まぁ、他国での業績はギルド便でそのうち送られてくるであろうが、ギルド便が出るのは月に一度なので、輸送時間も含めると、早くても数週間、遅い時は1カ月以上かかるため、『赤き誓い』の他国での業績が籍を置いているこの支部へ届けられるのはもう少し先になるであろう。
そしてギルド職員と居合わせたハンター達に挨拶をすると、『赤き誓い』は宿へと引き揚げた。
「……『赤き誓い』の連中は帰ったか?」
「あ、はい、マスターが2階へ戻られてから、すぐに……」
「よし、ちょっと出てくる。クリストファー伯爵邸に寄ってから王宮へ顔を出してくるから、帰りは少し遅くなるかも知れん」
紅茶を淹れてくれた女性職員にそう言うと、ギルドマスターは出掛ける準備を始めた。珍しいことに、嬉しそうににこにことした顔で。
「何か、ギルドマスター、随分機嫌が良さそうでしたね。それに、何だか私達が当分はこの街にいると思っているみたいな話し方でしたし……」
「そういえば、そんな感じだったわね。単に移動経路上だったから寄っただけなのに。修行の旅が、こんなに早く終わるわけがないわよ。
ま、一週間くらいはここに滞在しようかしらね」
マイルとレーナの遣り取りを聞きながら、ギルドマスターの様子に思い当たることでもあるのか、にやりと昏い笑みを浮かべるポーリンと、それを見てしまい、思わず腰が引けるメーヴィスであった……。
* *
「おお、『赤き誓い』の面々が戻ってきたと? うむ、やはり我が国が一番住みやすく良い国だということを分かってくれたようだな」
「思ったより、かなり早い帰国ですな。やはり見知らぬ国で少女4人のパーティで活動するというのは、色々と大変だったのか? 少女ばかりだと、男所帯とは違い、色々な面で苦労があるのだろうか……」
『赤き誓い』が、自国が一番住みよいと判断してさっさと戻ってきたと思い、ご満悦の国王陛下。そして、若い頃にしょっちゅう長期間の修行の旅に出ていた、ハンター出身の貴族、剣聖クリストファー伯爵。

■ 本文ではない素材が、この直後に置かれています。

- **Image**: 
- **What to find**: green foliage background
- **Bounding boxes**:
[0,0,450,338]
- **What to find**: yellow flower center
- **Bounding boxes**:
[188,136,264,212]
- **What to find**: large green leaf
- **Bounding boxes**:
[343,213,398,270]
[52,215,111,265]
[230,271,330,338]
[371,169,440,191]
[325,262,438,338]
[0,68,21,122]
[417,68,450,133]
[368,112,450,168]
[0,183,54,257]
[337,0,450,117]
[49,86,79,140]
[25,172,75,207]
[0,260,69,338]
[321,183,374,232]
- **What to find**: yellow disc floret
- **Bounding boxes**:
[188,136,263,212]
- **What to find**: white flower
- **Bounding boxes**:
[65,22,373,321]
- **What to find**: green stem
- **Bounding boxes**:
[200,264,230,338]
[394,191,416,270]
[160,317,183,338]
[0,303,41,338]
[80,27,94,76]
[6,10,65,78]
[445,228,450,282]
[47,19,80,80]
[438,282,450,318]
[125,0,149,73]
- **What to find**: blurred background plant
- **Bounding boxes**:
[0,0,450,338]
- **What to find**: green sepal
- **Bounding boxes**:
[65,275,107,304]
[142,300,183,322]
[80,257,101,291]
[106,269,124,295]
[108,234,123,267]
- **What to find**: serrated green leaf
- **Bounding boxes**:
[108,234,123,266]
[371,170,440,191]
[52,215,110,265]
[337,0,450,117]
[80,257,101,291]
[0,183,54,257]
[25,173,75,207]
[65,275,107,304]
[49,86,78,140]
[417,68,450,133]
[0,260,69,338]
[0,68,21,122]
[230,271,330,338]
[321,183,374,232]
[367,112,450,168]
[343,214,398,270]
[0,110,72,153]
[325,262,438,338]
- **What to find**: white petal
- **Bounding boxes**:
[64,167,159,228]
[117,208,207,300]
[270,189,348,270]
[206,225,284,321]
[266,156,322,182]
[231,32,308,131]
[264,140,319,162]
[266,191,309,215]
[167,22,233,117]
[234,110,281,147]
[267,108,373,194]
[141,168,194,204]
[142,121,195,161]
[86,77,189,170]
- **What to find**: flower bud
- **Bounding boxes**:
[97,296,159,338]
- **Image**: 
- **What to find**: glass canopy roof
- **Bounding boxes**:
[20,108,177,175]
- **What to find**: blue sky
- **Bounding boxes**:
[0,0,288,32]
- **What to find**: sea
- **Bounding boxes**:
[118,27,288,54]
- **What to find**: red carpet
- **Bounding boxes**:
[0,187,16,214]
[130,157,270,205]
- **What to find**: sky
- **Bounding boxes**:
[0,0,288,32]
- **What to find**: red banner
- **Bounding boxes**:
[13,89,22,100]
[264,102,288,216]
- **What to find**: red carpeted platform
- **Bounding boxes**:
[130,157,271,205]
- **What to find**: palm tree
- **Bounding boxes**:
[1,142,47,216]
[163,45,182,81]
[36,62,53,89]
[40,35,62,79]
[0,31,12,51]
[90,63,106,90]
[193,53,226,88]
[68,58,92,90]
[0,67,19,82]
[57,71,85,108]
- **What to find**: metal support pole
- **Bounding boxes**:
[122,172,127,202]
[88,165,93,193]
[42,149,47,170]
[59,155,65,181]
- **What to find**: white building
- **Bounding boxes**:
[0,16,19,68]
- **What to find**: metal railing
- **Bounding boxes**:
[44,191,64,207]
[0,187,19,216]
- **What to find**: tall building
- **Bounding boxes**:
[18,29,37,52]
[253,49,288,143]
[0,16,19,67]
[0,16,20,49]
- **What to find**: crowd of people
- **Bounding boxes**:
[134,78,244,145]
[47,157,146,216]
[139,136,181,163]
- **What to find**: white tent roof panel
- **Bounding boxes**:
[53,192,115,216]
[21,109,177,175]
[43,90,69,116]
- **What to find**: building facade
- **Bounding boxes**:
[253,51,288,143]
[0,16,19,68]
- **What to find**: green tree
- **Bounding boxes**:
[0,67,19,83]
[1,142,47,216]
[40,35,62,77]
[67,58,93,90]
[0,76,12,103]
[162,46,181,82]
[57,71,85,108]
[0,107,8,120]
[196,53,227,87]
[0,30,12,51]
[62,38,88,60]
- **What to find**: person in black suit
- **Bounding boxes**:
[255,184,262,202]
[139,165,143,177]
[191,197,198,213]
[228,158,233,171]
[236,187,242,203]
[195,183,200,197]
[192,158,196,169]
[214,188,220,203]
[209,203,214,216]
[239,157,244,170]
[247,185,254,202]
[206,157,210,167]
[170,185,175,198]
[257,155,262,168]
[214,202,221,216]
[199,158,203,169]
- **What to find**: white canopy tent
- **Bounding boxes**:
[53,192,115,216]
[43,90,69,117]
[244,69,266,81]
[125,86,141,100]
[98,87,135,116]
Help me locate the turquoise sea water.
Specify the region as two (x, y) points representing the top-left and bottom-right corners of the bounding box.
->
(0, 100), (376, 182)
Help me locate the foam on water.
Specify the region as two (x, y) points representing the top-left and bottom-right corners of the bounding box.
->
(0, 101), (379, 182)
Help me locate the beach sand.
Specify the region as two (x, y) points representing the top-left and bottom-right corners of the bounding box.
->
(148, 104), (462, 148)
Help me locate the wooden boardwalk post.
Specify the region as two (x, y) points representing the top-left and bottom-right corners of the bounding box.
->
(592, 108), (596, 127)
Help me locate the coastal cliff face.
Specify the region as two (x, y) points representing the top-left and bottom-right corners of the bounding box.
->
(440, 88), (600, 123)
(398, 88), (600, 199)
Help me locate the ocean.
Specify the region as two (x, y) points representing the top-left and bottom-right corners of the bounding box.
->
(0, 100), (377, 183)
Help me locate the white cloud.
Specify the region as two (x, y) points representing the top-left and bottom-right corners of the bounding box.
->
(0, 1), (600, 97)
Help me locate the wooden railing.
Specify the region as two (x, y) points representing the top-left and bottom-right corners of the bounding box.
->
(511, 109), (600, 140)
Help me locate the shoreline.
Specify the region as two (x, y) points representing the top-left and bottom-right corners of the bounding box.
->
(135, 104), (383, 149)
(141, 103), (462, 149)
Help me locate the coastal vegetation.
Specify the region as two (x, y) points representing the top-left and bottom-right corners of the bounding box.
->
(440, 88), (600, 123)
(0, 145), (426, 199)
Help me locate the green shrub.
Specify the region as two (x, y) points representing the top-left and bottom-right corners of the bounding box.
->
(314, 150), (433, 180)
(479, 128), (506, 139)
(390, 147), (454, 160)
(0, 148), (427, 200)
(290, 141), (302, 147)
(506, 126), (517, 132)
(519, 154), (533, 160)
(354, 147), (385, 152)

「しかし、他国に取り込まれたり、変な男に引っ掛かったりせずに無事戻ってきてくれたのは、ありがたい。これでしばらくは遠征熱も治まるであろうから、その間に色々と我が国とのしがらみを作らせ、そして良き配偶者をあてがえば……」
笑顔で話す国王陛下とクリストファー伯爵に、報告に来たギルドマスターの顔も緩む。
これで、現在クリストファー伯爵の主導で進んでいるハンター養成学校の大規模改編と昇格基準の見直しが実施されれば、ハンターギルドの、いや、ハンター達の未来は明るい。
また、彼女達の影響か、ハンターを目指す少女達が増えているため、結婚相手に泣き付かれてハンターを辞める、という有望新人が減ることも期待できる。そう、ハンター同士の結婚であれば、結婚した後も夫婦でハンターを続けられるし、女性の方が『ハンターなんか辞めて、安全な仕事を!』とか言い出すことが少ないのである。
「ふはは……」
「ははは!」
「「「わはははははは!」」」
それぞれの思惑と、夢に描いていた計画の実現に、国王の執務室は3人の男達の嬉しそうな笑い声に包まれた。